Freekeh is ideal for weight loss due to its high fiber content.
Read the full article and get the recipes: http://voxxi.com/2013/11/06/benefits-of-freekeh-weight-loss/
Our North American Distributor Freekehlicious was recently featured on The Cook’s Tour blog.
Barbara Fanelli, who was seeking healthy meal alternatives for her husband who has Type II diabetes, founded the company in 2010. She first heard of freekeh while watching an episode of Dr Oz. Her research produced two vastly different sources of freekeh – one from the middle East and another from an Australian producer. She sampled both products and found the Australian grain to be cleaner and of a superior grade. She began to import and distribute Greenwheat Freekeh and Freekehlicious was born.

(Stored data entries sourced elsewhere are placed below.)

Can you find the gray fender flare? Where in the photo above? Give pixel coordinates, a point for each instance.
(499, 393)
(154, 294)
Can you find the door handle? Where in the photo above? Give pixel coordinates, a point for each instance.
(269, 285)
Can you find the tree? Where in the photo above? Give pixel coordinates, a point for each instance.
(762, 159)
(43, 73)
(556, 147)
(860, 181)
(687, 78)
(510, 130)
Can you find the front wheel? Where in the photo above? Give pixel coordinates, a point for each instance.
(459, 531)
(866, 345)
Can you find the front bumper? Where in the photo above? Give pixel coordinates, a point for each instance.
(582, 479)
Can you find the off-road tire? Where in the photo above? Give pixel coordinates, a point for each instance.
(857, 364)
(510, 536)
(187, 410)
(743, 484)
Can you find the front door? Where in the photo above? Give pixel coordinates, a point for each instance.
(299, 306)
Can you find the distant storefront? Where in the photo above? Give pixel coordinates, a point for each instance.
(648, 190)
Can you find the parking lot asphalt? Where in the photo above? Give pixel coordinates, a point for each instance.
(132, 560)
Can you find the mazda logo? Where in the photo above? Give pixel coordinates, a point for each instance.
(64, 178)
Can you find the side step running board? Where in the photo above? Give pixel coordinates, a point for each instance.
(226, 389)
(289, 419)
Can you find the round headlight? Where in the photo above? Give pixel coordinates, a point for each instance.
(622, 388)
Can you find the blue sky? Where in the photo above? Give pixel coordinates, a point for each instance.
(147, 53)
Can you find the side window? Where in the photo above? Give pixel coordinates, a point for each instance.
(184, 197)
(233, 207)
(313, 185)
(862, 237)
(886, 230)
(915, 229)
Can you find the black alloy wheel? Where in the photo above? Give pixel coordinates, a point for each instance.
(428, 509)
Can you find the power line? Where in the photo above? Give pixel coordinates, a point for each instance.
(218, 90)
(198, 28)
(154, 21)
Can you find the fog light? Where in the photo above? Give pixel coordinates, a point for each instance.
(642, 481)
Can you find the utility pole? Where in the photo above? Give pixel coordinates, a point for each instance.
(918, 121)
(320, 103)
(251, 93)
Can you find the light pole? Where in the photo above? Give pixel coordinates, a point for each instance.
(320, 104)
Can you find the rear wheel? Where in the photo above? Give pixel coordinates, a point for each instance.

Read the full article: http://www.cookstour.net/2013/09/freekehlicious-direct-from-new-jersey.html
Leading food technology publication Food Australia recently presented a comprehensive article highlighting the benefits of Greenwheat Freekeh and the innovation of our production process.
Lutfi utilized his extensive engineering background to develop a time and labor-friendly method of producing freekeh in order to make widespread production possible. The process, which took three years to perfect, is entirely natural and involves immobilizing the enzymes in the grain without cooking it.